Don't use transactions when:

  • A single write (already atomic).
  • Reads only — keep using the Supabase client (client.from(...).select(...)), Kysely has no auth/RLS context.
  • Throwaway/idempotent fan-out where partial failure is fine and retry is cheap.

The Carbon transaction pattern

Service function takes db: Kysely<KyselyDatabase> and wraps writes in db.transaction().execute(async (trx) => { ... }). The route handler injects the connection via getDatabaseClient() from ~/services/database.server. Real precedents to copy from: items.service.ts -> upsertPickMethodWithShelfLife, production.service.ts -> updateProcedureStepOrder (older Promise.all version — do not mirror), and all of the update<Entity>LineOrder functions across purchasing, sales, invoicing services.

Service function example

// apps/erp/app/modules/purchasing/purchasing.service.ts
import type { Kysely, KyselyDatabase } from "@carbon/database/client";

export async function updatePurchaseOrderLineOrder(
  db: Kysely<KyselyDatabase>,
  updates: { id: string; sortOrder: number; updatedBy: string }[]
) {
  return db.transaction().execute(async (trx) => {
    for (const { id, sortOrder, updatedBy } of updates) {
      await trx
        .updateTable("purchaseOrderLine")
        .set({ sortOrder, updatedBy })
        .where("id", "=", id)
        .execute();
    }
  });
}

Route handler example

// apps/erp/app/routes/x+/purchase-order+/$orderId.line-order.tsx
import { getDatabaseClient } from "~/services/database.server";
import { updatePurchaseOrderLineOrder } from "~/modules/purchasing";

export async function action({ request, params }: ActionFunctionArgs) {
  const { userId } = await requirePermissions(request, { update: "purchasing" });
  // ... build `updates` from formData ...
  try {
    await updatePurchaseOrderLineOrder(getDatabaseClient(), updates);
  } catch (err) {
    return data(
      { success: false },
      await flash(request, error(err, "Failed to update sort order"))
    );
  }
  return { success: true };
}

Key notes

  • Kysely<KyselyDatabase> is the first arg by convention.
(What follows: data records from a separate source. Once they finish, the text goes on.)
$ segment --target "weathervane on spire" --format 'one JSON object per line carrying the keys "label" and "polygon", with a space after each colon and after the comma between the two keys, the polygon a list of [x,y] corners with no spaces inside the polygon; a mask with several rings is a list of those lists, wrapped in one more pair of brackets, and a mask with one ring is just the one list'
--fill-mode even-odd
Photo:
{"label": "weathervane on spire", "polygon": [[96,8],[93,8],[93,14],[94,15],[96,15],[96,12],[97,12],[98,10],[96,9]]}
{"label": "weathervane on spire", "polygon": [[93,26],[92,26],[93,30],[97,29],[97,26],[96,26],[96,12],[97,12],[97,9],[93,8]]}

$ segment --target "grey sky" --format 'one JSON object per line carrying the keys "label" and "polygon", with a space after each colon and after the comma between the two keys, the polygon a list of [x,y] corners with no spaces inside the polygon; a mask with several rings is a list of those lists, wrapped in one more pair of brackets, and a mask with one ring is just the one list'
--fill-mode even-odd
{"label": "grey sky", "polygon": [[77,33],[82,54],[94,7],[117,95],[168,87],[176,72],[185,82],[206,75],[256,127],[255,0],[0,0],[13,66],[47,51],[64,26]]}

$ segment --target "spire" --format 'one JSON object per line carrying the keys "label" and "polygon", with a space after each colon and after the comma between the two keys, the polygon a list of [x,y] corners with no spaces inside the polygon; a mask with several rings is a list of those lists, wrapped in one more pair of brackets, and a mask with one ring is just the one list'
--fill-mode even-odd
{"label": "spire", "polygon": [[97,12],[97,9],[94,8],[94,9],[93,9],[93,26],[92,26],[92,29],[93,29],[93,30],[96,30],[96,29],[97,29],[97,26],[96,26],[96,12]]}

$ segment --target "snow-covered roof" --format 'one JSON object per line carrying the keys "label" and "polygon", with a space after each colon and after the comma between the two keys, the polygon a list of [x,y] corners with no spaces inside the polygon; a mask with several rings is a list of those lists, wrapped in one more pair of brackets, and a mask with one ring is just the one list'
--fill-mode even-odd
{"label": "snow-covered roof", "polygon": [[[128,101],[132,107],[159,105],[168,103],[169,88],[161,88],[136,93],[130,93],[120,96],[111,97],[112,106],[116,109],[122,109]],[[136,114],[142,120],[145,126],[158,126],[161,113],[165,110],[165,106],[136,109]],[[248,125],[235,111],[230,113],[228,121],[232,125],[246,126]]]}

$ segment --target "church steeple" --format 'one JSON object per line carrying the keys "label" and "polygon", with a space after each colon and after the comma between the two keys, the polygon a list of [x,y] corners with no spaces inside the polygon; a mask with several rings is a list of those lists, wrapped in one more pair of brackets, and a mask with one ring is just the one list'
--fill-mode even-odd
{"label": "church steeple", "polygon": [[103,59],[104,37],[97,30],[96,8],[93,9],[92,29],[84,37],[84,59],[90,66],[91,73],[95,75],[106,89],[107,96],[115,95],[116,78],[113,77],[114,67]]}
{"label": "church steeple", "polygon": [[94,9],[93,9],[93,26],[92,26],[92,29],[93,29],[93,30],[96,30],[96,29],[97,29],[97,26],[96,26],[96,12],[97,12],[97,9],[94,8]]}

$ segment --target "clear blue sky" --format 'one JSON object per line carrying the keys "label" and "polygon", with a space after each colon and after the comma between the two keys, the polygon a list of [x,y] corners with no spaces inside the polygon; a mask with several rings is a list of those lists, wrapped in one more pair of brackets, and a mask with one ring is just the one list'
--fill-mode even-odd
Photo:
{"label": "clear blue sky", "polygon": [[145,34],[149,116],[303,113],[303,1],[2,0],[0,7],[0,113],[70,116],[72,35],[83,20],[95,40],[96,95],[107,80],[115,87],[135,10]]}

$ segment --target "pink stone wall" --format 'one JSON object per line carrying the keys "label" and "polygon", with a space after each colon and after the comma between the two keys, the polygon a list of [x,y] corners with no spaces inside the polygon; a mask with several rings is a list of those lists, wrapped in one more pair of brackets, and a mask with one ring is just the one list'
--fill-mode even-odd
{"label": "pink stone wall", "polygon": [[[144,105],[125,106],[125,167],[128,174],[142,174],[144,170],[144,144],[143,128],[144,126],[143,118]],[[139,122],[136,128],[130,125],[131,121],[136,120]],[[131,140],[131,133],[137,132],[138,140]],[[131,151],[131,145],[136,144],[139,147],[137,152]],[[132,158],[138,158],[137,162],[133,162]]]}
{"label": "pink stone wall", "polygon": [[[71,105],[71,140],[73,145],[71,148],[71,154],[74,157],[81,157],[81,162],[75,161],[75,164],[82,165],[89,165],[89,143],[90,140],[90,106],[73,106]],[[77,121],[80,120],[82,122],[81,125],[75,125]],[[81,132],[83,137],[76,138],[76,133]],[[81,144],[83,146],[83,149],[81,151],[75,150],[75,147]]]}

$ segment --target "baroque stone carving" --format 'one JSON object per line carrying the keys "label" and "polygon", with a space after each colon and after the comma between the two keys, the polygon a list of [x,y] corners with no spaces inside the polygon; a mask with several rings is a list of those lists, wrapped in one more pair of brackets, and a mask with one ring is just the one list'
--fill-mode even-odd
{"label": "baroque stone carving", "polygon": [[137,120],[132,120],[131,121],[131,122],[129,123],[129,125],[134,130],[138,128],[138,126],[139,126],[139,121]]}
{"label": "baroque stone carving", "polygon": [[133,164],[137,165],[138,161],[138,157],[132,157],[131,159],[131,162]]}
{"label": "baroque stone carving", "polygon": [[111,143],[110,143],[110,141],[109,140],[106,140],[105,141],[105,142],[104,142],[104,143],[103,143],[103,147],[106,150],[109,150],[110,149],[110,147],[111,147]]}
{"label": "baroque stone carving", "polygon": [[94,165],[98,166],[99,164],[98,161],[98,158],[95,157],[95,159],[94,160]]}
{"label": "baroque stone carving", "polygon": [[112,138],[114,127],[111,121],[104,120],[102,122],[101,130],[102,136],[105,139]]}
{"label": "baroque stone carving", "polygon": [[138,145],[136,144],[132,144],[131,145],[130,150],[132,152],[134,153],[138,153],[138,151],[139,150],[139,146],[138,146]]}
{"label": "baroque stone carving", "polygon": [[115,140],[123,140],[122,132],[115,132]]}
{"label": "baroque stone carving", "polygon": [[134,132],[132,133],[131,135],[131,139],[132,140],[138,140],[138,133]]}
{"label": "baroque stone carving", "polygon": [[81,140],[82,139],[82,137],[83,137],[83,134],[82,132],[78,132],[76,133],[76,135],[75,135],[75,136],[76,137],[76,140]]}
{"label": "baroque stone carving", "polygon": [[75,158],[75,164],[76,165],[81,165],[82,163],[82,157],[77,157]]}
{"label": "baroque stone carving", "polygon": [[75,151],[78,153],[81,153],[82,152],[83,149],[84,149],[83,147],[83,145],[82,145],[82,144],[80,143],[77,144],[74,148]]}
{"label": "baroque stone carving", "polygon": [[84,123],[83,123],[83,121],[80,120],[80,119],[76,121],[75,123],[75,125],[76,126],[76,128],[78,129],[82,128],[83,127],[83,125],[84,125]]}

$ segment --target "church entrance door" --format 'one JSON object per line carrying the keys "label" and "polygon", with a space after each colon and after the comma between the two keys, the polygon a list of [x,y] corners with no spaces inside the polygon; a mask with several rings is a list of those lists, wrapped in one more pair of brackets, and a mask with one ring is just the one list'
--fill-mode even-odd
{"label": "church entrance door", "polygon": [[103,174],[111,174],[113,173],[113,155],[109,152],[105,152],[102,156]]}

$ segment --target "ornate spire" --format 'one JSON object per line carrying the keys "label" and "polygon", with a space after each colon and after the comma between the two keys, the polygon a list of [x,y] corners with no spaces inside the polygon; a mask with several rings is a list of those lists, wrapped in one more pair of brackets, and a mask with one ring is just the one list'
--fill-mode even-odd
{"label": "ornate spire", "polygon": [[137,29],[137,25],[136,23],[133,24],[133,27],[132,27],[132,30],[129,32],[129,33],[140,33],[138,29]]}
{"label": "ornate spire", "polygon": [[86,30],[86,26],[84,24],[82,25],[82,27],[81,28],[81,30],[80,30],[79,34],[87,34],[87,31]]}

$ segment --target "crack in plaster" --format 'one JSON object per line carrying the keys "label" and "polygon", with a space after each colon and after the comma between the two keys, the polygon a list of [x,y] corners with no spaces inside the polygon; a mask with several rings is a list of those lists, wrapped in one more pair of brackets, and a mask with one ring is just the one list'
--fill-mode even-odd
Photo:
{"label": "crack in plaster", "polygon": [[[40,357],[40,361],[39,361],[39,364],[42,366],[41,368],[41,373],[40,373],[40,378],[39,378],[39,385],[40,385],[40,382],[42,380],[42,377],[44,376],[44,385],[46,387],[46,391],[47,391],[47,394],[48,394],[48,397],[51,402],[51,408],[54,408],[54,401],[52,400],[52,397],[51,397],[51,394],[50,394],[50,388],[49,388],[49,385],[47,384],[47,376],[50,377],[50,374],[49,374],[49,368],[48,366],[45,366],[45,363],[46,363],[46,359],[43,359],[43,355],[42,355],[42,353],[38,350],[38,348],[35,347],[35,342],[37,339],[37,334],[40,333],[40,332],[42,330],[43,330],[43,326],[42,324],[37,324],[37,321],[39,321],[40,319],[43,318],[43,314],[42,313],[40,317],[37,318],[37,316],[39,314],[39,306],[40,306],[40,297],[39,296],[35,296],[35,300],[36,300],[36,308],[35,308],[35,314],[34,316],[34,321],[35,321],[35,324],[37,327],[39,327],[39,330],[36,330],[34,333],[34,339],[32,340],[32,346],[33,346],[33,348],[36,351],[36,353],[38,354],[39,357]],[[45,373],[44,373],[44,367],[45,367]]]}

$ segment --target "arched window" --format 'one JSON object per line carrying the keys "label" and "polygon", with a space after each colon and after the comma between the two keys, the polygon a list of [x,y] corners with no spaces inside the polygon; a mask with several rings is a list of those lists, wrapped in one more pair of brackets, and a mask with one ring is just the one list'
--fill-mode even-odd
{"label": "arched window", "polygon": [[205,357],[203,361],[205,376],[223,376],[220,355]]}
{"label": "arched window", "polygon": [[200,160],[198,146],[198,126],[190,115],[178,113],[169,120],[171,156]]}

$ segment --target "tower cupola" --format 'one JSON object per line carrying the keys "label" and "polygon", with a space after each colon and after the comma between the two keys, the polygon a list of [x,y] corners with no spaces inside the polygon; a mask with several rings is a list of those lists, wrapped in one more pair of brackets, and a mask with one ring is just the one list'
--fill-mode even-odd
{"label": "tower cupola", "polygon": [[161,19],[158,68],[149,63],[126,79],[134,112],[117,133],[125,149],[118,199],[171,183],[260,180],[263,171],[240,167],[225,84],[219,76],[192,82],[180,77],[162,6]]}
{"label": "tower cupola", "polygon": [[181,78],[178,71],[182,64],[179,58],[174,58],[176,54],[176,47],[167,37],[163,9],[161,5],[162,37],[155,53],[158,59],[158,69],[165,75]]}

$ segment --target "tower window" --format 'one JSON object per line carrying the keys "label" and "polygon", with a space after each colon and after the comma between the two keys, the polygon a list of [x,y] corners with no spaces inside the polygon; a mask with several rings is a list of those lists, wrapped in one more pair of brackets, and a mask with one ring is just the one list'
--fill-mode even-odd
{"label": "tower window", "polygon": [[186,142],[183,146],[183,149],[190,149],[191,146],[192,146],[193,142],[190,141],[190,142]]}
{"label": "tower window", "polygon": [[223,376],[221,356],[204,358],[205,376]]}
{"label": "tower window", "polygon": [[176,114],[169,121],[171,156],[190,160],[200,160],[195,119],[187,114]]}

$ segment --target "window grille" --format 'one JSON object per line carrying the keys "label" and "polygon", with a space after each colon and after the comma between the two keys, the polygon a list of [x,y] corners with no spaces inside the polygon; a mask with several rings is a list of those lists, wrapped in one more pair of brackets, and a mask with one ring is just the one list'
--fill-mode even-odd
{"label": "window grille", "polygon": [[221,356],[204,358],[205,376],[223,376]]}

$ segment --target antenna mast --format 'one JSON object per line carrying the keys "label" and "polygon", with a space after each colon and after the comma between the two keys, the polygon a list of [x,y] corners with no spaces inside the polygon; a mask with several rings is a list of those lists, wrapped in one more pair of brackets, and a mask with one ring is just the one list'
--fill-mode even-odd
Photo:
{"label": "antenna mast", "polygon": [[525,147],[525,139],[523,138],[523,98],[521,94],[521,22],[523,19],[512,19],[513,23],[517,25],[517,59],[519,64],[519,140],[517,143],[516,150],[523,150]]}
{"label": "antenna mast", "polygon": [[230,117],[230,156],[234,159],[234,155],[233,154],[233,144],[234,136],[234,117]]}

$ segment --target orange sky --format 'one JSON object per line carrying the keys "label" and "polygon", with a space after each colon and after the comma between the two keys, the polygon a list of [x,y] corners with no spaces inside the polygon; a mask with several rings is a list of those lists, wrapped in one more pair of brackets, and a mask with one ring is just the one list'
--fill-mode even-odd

The route passes getDatabaseClient().
  • Kysely throws on rollback — wrap the call in try/catch, don't expect an { error } return.
  • Kysely auto-quotes reserved column names (e.g. order), so .set({ order: sortOrder }) is safe.
  • Kysely uses a connection pool and the Postgres role — it bypasses RLS. Enforce auth at the route via requirePermissions(...), and when in doubt scope queries by companyId inside the transaction.